Tujuan ini akan tercapai manakala program
lokalisasi dibarengi dengan konsistensi kebijakan dan usaha secara massif untuk
menyelesaikan inti masalahnya. Kemiskinan, ketimpangan sosial, peyelewengan
aturan, dan tatatan sosial harus diatasi. Mereka yang melakukan praktik
perzinahan di luar lokalisasi juga harus ditindak tegas. Jika saja prasyarat
tersebut dilakukan, tentu mafsadahnya lebih ringan dibanding kondisi yang kita
lihat sekarang.
الضرر الأشد يزال بالضرر الأخف ( ابن النجيم
الحنفي ، تحقيق مطيع الحافظ ,
الأشباه والنظائر، بيروت- دار الفكر ، ص:
96)
“Bahaya yang lebih besar dihilangkan dengan
bahaya yang lebih ringan.” ( Ibn Nujaim Al-Hanafi, al-Asybah wa an-Nazhair,
tahqiq Muthi` Al-Hafidz, Bairut-Dar Al-Fikr, hal: 96)
فإنكار المنكر أربع درجات الأولى أن يزول
ويخلفه ضده الثانية أن يقل وإن لم يزل بجملته الثالثة أن يخلفه ما هو مثله الرابعة
أن يخلفه ما هو شر منه فالدرجتان الأوليان مشروعتان والثالثة موضع اجتهاد والرابعة
محرمة (ابن قيم الجوزية، إعلام الموقعين عن رب العالمين، تحقيق : طه عبد الرءوف
سعد, بيروت-دار الجيل، 1983م، الجزء الثالث، ص. 4)

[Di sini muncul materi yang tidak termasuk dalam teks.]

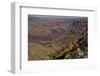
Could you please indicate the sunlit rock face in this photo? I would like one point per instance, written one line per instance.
(57, 37)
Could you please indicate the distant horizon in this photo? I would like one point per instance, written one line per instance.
(54, 37)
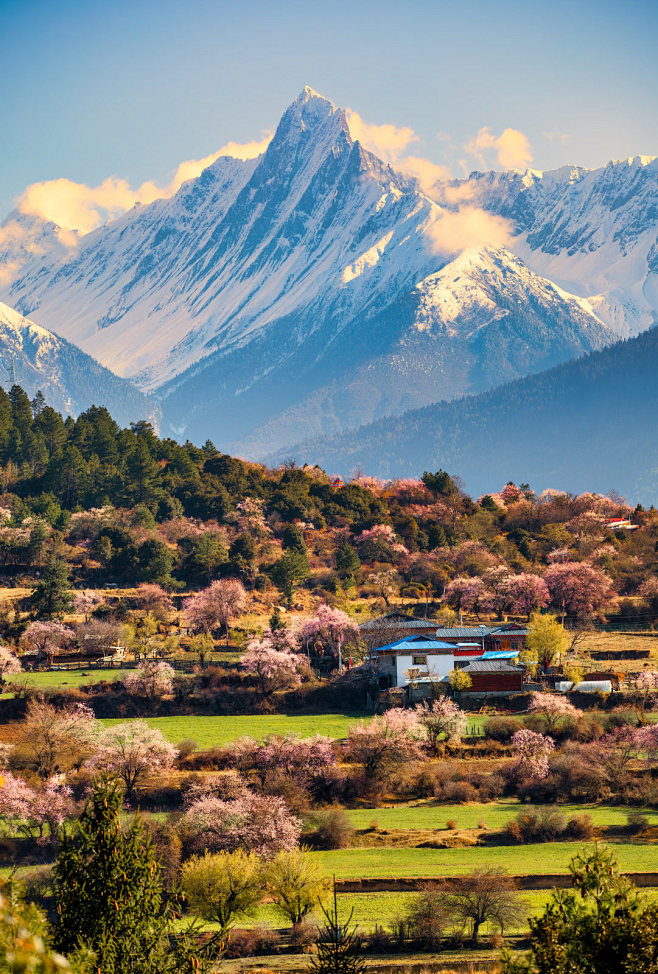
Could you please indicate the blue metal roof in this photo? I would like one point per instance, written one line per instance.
(415, 643)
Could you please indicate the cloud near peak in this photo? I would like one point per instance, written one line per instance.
(386, 141)
(511, 147)
(76, 206)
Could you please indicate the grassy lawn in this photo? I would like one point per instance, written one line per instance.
(67, 678)
(496, 815)
(550, 857)
(216, 731)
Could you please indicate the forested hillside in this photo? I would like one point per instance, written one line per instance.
(586, 425)
(121, 505)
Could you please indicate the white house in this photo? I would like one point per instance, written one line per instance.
(412, 659)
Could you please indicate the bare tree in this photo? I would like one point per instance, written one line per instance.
(486, 896)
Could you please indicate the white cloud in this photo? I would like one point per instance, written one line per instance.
(458, 223)
(430, 176)
(452, 231)
(76, 206)
(562, 137)
(511, 148)
(386, 141)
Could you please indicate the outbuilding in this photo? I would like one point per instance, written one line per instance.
(416, 658)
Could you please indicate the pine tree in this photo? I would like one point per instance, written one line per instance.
(347, 560)
(109, 896)
(340, 950)
(52, 597)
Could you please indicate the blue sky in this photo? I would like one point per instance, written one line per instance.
(96, 89)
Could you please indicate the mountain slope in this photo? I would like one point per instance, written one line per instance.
(586, 425)
(483, 319)
(595, 232)
(300, 292)
(70, 380)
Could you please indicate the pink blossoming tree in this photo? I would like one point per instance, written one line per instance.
(443, 718)
(554, 710)
(577, 589)
(47, 639)
(36, 813)
(533, 753)
(255, 823)
(329, 630)
(276, 669)
(214, 607)
(393, 737)
(9, 664)
(133, 751)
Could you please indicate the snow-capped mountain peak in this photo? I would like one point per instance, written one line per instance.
(263, 284)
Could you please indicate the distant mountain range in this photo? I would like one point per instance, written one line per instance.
(70, 380)
(314, 289)
(587, 425)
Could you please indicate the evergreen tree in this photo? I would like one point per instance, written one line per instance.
(291, 569)
(600, 926)
(340, 950)
(109, 896)
(347, 560)
(52, 597)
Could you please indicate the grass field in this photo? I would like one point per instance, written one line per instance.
(428, 815)
(216, 731)
(67, 678)
(524, 860)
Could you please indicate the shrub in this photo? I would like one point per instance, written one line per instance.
(500, 729)
(537, 825)
(636, 821)
(427, 917)
(581, 827)
(249, 943)
(332, 829)
(459, 792)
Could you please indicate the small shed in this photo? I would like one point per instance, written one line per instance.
(394, 625)
(414, 659)
(494, 676)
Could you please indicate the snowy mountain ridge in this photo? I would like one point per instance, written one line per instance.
(71, 381)
(308, 285)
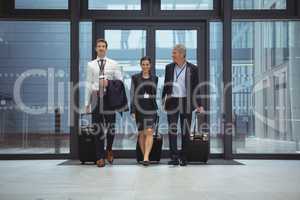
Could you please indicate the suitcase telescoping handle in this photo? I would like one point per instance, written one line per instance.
(156, 125)
(202, 116)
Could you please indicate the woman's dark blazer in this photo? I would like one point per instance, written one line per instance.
(136, 80)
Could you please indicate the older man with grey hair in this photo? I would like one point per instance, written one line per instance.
(181, 81)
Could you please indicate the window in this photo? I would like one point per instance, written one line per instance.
(216, 89)
(85, 55)
(41, 4)
(34, 57)
(259, 4)
(187, 4)
(115, 5)
(265, 94)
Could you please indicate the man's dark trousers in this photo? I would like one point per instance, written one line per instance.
(105, 121)
(177, 108)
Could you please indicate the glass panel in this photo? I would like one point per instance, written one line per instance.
(216, 89)
(126, 47)
(259, 4)
(266, 76)
(115, 5)
(165, 41)
(85, 52)
(187, 5)
(34, 77)
(41, 4)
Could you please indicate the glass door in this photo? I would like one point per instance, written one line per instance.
(127, 43)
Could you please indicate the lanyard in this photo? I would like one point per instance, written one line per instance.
(101, 66)
(177, 75)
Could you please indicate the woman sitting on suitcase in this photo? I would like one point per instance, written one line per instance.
(143, 107)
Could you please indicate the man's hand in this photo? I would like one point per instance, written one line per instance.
(88, 109)
(103, 82)
(200, 109)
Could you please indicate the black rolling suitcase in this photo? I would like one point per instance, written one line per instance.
(199, 144)
(156, 150)
(86, 141)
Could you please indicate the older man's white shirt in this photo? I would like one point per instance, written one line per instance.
(111, 72)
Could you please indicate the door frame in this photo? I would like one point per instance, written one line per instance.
(202, 52)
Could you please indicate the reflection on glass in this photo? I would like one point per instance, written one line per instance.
(115, 5)
(41, 4)
(126, 47)
(187, 4)
(85, 52)
(43, 48)
(165, 41)
(259, 4)
(266, 76)
(216, 89)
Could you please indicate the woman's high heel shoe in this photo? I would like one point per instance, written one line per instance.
(146, 163)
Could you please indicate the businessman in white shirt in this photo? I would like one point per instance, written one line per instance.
(99, 72)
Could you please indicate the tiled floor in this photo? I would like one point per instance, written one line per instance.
(49, 180)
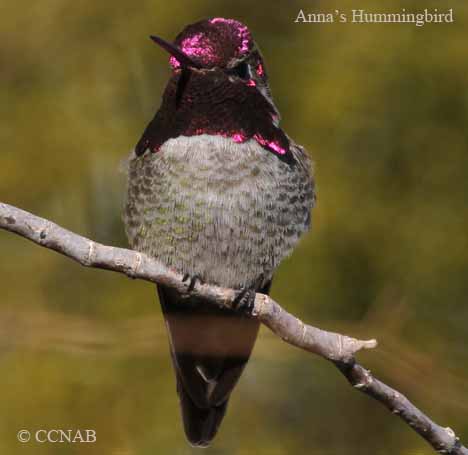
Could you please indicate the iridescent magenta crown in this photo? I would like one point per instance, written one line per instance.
(214, 42)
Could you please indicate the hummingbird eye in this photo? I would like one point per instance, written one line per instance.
(241, 70)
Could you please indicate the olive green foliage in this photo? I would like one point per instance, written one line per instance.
(382, 108)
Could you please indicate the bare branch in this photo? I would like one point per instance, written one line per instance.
(337, 348)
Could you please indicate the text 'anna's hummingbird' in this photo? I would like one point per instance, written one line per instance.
(218, 192)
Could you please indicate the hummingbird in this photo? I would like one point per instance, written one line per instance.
(218, 192)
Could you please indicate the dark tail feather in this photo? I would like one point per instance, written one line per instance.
(210, 347)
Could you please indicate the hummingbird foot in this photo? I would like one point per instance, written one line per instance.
(193, 281)
(245, 301)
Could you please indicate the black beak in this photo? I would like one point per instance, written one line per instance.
(183, 59)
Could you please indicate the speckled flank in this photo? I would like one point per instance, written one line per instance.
(212, 207)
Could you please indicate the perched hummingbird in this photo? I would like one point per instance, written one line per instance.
(218, 192)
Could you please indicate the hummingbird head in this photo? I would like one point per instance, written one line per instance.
(218, 86)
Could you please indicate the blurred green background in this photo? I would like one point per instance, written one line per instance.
(382, 108)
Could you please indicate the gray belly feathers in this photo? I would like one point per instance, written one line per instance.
(226, 212)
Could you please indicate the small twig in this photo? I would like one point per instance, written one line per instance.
(337, 348)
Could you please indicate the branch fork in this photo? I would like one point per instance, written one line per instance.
(334, 347)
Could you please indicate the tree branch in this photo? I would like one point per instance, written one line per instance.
(339, 349)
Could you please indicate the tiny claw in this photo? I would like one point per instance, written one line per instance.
(193, 281)
(245, 301)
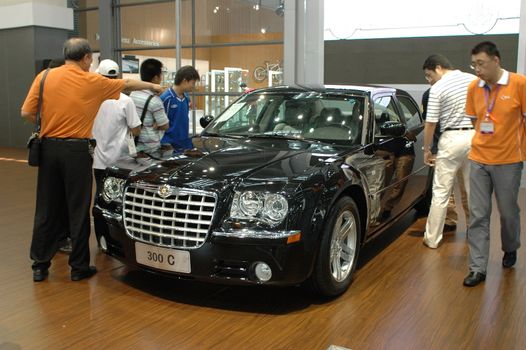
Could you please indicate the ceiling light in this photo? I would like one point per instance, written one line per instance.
(280, 10)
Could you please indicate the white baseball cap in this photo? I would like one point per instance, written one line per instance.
(108, 68)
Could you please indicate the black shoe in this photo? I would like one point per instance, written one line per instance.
(80, 275)
(39, 275)
(509, 259)
(65, 246)
(450, 227)
(474, 278)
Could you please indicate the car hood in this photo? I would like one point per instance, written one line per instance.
(220, 161)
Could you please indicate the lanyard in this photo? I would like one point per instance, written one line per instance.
(489, 107)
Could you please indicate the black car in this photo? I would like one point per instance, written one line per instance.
(284, 187)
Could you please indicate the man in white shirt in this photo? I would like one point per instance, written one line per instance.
(115, 126)
(447, 100)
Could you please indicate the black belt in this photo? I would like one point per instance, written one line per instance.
(448, 129)
(92, 142)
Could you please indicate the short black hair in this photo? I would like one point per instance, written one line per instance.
(487, 47)
(151, 68)
(56, 62)
(435, 60)
(186, 73)
(76, 48)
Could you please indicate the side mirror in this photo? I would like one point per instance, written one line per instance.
(205, 120)
(392, 129)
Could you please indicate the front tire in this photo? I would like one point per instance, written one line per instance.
(338, 252)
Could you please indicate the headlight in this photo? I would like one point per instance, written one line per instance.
(112, 189)
(271, 208)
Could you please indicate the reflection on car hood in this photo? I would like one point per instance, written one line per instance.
(225, 160)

"Inkar terhadap perkara yang munkar itu
ada empat tingkatan. Pertama : perkara yang munkar hilang dan digantikan oleh kebalikannya ( yang baik
atau ma’ruf); kedua : perkara munkar berkurang sekalipun tidak hilang secara
keseluruhan; ketiga : perkara munkar hilang digantikan dengan kemunkaran lain
yang kadar kemungkrannya sama. Keempat: perkara munkar hilang digantikan oleh
kemungkaran yang lebih besar. Dua tingkatan yang pertama diperintahkan oleh
syara’, tingkatan ketiga merupakan ranah ijtihad, dan tingkatan keempat
hukumnya haram". (Ibn Qoyyim al-Jauziyah, I’lam al-Muwaqi'in an Rabbi
al-‘Alamin, tahqiq: Thaha Abdurrouf
Saad, Bairut- Dar al-Gel, 1983. M, vol: III, h. 40)
(Sumber: Hasil Bahtsul Masail Diniyah Lembaga
Kesehatan NU tentang Penanggulangan HIV-AIDS/Red. Ulil H)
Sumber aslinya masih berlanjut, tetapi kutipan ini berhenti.